Nor is there any obvious limit to America’s potential fiscal liability. The U.S. is expected to provide the largest share of the budget for the International Seabed Authority, the governing body set up by the treaty, starting at 25 percent.
Another failed fix involves technology transfer. Section 5, paragraph 1(b) of the revised text replaces the mandatory technology transfer requirement with a duty of sponsoring states to facilitate the acquisition of mining technology “if the Enterprise or developing States are unable to obtain” equipment commercially. Mandatory transfers and licensing of costly private intellectual property is no way to encourage innovation.
The treaty has become a solution in search of a problem.
Today, it is hard to imagine any entrepreneur investing capital sufficient to create a viable deep seabed mining operation. The underwater environment is forbidding, in ways potentially as challenging as space. The great depths, incredible pressure, and uneven seabed already make the creation of a workable, let alone an economical, mining operation extremely difficult. The Law of the Sea Treaty would only make it more so.
Losing access to the ocean floor’s plentiful resources could be costly, especially in the future as land-based supplies wane. Equally significant would be the cost of discouraging the development of technologies to explore and develop the seabed.
The Law of the Sea Treaty retains its coercive, collectivist philosophical underpinnings. It will have a negative impact on entrepreneurship even if no mining ever occurs. The worst principle is the declaration that all seabed resources are mankind’s “common heritage” under the control of a majority of the world’s nation states. American ratification would help validate some of these discredited collectivist principles.
Moreover, the treaty could set a bad regulatory precedent for the commercial development of space. Subjecting private space exploration and development to a similar regulatory system would discourage private ventures.

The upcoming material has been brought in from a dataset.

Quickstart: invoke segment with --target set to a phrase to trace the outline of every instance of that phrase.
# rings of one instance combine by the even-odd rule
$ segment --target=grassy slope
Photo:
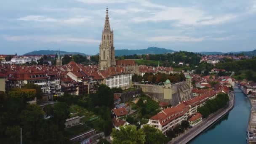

By punishing entrepreneurship directed at transforming the great “frontiers” of the oceans and space, the Law of the Sea Treaty threatens potentially enormous losses well into the future.
A quarter of a century ago, President Reagan’s refusal to sign the Law of the Sea Treaty left some critics predicting chaos and combat on the high seas. Yet we have witnessed not one incident as a result of the failure to implement the treaty.
Biasing the process against economic development globally would have profound impacts on all peoples, and especially those in the poorest lands who most need the results of economic growth, international investment and trade, and globalization.
A secure economic environment would be particularly important for entrepreneurs entering high-risk investment fields, notably underwater and in space, where the viability of the very process, let alone the security of the expected profit, would be in doubt.
Contrary to the claims of treaty supporters, the 1994 revisions did not “fix” the agreement. LOST remains captive to its collectivist and redistributionist origins, it would still establish an unjust and unworkable seabed mining regime.
Arthur Clark, the famed author, once wrote a futurist book called The Deep Range which dealt with one scenario for the development of the oceans in the 21st Century. In his book, the oceans had largely been privatized with sonic underwater fences separating one “pasturage” from another. It was a productive world. Efforts are now underway to realize that creative institutional extension today and this offers a far more effective way of realizing the hopes of LOST’s proponents. It is indeed important that we no longer neglect the critical but now largely barren two-thirds of our planet. But that admirable goal should lead us to act hastily, to sacrifice a vastly superior approach simply to join a deeply flawed global consensus. America, following Reagan’s lead, should once again \ tell LOST proponents to get lost.
Thank you for your time and I look forward to your questions.